First, if anything, I should offer up a modest mea culpa of sorts. Not that I feel it's necessary, I'm just doing this to span time and decorate the Interweb with something other than pornographic imagery, but my original intent really was to be a bit more active with this Disposable extension (after all, I am currently paying for the online trailer park space). However, back in February, my car was broken into and some cocksucker of a thief made off with my MacBook Pro laptop and camera gear. Aside from the fact I was uninsured and had to swallow a roughly $9,000.00 loss, what really hurt was that I had neglected to back up my files in a long, long time and I'd woefully consolidated my entire archive of hi-res skateboard photos onto the laptop to organize. And while I still have scattered back-ups of much of what I shot for The Disposable Skateboard Bible, I'm fairly certain I lost most all of the excess/unused deck images from my shooting rounds for Disposable: A History of Skateboard Art, not to mention everything else that I'd been storing up to use here online, e.g. reproductions, one-offs, and prototypes. So it goes. Digital life lesson learned ... the hard way.

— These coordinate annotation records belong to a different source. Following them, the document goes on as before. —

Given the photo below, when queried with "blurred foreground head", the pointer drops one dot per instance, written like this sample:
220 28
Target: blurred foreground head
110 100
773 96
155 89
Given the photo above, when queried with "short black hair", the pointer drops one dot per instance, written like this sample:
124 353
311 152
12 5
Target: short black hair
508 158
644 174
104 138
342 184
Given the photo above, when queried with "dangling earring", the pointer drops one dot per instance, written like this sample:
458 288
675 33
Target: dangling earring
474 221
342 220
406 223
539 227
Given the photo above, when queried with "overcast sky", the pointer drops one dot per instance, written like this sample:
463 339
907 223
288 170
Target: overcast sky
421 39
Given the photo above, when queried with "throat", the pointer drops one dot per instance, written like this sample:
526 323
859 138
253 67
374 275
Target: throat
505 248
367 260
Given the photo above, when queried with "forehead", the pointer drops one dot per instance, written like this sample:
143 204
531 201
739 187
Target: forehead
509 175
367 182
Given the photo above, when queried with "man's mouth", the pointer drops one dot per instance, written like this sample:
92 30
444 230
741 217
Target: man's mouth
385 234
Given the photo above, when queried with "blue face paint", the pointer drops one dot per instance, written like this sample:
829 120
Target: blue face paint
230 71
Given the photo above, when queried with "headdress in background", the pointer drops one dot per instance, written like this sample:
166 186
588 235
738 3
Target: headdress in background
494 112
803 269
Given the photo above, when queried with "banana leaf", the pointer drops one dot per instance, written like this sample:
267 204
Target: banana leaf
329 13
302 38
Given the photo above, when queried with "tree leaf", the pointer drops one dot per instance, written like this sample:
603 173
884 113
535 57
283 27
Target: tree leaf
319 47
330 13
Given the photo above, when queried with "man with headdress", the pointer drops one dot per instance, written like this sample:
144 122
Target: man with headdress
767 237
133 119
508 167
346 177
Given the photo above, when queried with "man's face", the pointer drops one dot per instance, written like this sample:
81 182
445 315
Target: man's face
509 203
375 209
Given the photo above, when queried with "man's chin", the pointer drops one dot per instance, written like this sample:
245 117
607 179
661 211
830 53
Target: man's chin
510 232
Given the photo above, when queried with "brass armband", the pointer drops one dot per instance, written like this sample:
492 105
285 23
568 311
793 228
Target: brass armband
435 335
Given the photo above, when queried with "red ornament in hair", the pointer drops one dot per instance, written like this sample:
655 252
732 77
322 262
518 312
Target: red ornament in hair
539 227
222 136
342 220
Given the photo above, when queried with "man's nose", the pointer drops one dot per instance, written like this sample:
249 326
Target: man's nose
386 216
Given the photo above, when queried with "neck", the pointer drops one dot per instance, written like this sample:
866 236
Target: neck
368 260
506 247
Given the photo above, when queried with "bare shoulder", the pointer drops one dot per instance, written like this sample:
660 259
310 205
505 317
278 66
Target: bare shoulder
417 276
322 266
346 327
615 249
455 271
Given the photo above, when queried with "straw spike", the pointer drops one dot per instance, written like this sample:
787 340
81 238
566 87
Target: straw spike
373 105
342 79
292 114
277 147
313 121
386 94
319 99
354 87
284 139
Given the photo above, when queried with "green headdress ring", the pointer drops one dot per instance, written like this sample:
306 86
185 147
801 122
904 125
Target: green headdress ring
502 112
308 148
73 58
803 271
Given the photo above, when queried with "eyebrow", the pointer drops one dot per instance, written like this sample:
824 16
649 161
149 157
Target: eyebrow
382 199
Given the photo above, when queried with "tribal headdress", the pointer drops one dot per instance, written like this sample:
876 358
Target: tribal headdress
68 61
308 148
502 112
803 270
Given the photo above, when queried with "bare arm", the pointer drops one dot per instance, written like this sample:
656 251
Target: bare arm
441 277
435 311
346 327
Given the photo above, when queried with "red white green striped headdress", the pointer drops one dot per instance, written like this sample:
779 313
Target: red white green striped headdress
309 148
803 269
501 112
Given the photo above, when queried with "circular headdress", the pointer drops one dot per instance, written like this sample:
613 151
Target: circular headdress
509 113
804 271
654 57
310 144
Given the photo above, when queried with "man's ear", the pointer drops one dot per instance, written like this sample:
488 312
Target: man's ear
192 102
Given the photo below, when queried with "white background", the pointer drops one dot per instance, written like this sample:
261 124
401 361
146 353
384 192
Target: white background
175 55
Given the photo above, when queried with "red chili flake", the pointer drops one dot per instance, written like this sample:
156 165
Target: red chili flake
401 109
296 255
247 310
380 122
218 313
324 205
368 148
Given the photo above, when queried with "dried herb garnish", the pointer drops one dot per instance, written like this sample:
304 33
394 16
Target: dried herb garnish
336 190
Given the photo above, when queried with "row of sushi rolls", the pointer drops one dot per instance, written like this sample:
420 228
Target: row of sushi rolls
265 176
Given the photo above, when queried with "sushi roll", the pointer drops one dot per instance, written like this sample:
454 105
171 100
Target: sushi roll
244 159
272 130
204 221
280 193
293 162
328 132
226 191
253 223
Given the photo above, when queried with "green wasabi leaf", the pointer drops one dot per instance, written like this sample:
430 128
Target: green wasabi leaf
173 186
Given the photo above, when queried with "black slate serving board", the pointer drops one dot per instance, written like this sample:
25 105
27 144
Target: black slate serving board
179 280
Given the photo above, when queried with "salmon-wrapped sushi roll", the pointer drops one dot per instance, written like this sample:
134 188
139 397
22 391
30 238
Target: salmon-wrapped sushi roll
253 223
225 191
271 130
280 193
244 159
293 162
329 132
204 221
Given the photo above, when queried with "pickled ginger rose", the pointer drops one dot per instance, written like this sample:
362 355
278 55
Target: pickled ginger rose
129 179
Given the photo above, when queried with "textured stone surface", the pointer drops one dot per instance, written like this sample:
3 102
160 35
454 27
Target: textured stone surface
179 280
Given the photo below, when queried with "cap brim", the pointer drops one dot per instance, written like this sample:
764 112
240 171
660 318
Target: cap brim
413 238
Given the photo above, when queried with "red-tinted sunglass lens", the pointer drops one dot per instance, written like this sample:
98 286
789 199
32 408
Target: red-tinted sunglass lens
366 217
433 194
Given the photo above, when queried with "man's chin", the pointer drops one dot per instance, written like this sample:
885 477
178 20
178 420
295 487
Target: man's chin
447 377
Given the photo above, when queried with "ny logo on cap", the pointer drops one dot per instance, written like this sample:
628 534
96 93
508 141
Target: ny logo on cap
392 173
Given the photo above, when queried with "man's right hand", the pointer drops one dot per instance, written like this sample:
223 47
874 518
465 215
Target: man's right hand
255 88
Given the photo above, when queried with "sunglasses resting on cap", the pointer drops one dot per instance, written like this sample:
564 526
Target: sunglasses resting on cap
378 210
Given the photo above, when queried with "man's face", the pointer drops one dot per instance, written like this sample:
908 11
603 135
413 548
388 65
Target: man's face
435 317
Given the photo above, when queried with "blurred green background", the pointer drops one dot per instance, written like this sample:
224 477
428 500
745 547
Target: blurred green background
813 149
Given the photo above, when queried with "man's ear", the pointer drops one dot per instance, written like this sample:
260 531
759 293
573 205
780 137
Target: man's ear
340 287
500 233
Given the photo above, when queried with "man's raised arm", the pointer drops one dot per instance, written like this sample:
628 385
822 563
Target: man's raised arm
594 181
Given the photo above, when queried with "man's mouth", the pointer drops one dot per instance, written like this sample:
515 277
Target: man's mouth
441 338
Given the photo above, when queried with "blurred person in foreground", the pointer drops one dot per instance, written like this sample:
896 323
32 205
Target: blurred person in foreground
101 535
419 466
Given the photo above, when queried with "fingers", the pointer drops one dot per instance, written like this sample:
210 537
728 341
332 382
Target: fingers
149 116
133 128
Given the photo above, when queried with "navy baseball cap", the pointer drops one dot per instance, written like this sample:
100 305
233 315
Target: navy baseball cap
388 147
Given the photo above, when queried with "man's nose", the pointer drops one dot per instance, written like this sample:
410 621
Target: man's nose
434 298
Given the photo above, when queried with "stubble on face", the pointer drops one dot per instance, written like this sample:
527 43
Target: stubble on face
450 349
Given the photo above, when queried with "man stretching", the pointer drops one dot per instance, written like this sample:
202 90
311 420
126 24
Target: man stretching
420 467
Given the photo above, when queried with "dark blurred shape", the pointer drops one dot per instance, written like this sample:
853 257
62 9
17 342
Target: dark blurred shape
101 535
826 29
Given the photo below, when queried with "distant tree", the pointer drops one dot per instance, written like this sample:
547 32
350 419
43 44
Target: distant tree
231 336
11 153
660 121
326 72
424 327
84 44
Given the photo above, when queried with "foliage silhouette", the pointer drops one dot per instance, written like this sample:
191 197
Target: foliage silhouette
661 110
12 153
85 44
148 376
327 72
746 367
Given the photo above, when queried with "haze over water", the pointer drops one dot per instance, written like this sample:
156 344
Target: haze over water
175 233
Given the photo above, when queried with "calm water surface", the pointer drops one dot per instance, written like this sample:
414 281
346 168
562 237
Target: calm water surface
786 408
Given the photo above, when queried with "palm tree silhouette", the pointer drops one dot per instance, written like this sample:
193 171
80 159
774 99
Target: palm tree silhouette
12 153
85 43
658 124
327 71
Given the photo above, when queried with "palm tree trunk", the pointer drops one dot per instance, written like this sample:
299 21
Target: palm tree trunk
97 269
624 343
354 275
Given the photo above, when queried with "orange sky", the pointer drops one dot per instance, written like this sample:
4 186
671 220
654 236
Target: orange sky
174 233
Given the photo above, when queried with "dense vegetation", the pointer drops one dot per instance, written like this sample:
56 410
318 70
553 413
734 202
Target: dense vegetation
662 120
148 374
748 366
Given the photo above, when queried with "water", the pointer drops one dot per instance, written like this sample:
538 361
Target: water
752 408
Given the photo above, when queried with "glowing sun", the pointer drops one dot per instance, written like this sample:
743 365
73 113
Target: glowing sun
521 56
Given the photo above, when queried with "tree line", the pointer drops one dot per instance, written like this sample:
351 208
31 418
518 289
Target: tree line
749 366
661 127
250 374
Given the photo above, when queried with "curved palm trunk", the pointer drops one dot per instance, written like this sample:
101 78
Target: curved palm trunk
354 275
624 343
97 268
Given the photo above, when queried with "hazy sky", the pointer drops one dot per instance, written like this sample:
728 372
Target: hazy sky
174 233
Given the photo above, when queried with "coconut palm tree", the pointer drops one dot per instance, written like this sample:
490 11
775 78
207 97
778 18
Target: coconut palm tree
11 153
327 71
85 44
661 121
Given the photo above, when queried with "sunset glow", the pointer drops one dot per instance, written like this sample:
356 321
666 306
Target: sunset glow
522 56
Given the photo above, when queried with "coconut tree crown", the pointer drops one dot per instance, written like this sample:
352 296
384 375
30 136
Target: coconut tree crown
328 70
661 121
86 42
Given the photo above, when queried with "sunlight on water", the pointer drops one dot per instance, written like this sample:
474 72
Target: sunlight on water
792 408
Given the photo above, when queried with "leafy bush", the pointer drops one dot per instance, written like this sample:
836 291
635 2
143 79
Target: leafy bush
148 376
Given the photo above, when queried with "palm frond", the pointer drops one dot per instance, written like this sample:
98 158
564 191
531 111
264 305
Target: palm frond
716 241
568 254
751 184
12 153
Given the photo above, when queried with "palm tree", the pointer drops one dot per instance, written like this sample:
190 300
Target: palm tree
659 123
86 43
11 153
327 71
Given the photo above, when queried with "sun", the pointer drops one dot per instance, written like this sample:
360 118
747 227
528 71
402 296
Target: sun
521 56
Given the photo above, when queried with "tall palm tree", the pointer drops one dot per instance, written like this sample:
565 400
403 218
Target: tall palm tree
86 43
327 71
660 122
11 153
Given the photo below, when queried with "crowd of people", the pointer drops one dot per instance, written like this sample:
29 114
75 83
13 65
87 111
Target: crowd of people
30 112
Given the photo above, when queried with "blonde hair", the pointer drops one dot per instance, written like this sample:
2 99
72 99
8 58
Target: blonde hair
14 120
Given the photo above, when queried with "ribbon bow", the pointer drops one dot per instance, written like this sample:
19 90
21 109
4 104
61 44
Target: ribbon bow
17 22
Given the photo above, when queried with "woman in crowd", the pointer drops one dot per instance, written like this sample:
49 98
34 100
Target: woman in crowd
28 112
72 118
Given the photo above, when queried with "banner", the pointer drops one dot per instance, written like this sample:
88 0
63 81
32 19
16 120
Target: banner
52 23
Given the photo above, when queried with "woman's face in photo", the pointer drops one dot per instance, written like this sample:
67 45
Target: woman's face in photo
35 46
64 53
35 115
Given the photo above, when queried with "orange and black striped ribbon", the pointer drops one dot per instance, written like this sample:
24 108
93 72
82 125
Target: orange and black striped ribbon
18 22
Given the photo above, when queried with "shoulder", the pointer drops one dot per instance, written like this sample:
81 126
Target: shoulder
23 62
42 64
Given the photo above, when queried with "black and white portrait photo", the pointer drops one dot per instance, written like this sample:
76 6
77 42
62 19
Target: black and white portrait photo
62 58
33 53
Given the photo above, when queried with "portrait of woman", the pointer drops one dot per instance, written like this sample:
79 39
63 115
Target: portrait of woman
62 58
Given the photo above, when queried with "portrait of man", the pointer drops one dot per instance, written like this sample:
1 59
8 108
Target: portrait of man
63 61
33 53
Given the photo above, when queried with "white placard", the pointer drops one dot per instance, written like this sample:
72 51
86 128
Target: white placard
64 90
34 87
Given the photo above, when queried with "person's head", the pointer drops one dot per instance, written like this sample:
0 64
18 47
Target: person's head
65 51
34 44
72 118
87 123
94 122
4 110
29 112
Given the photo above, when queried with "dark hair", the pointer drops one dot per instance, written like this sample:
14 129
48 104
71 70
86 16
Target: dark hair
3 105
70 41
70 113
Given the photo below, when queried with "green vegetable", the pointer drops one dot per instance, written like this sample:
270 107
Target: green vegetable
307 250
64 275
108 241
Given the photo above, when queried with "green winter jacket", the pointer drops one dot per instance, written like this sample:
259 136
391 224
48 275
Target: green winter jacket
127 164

Anyway, it was a demoralizing episode and I'm only now coming back around. So the purpose of this highly self-indulgent post is mostly just to get my feet wet once again and shed some light on a little seen thing: my personal collection of boards.
While many are under the misconception I own a lot of the boards depicted in the Disposable books, I unfortunately do not. Granted, yes, if I had the excess capital, insanity, and means to adequately store and/or display a collection of that magnitude I surely would let myself go in just such a material manner, but alas ... I have none of the above. But amongst the 40 odd boards that I do own (not counting those I've done the artwork on and held onto for archival purposes), there are two boards I prize above them all: a pair of Powell-Peralta Mike McGills, circa 1988. From the hundreds of boards I've skated since 1986 these are the only two that remain in my hands to this day. Apparently I'd left them at my parents' house just before moving to Santa Barbara, California, on January 4th, 1989, and there they remained in storage until I made the surprising discovery of them a few years back.
I've often cited the year and a half I spent living and skating in Madison, Wisconsin, circa 1987-1988, to be my most fondly remembered era, so it was cool to reclaim these tangible remnants from that particular slice of the past. I was very much living in the paint pen moment of the day then and, laughably, felt the need to deface one of my favorite all-time graphics with the name of a fleeting girlfriend (later abbreviated to "Helley", as seen on the topside). Silly is as silly does—including my ludicrous suburban interpretation of urban graffiti—but this was not nearly so bad as the fact I'd ritually attempted to repair the graphic of its scuffs and scrapes on a nightly basis.
As for the yellow McGill, it took me a moment or two to decipher a near illegible and fading autograph that had been marked upon its bottom. I thought, at first, that it may have belonged to Jim Thiebaud from the time he came to do a demo at Flying Fish (R.I.P.) in September 1988, but I then realized it was actually the one and only scrawl of Glenn Danzig, when his self-named band played Wally Gator's on its first nationwide tour. And with that recollection I then remembered being in the front row of that show, belting out all the lyrics to "MOTHER!" in unison and happily high-fiving punk's most prominent midget. Good memories indeed.
Coincidentally, the few skateboard photos that I have of myself from those days in Madison all have the green McGill in them. It's not the most stylish ollie fastplant (unlike the sequence of Natas Kaupas I'd attempted to emulate), but I'm happy to have the photographic complement just the same.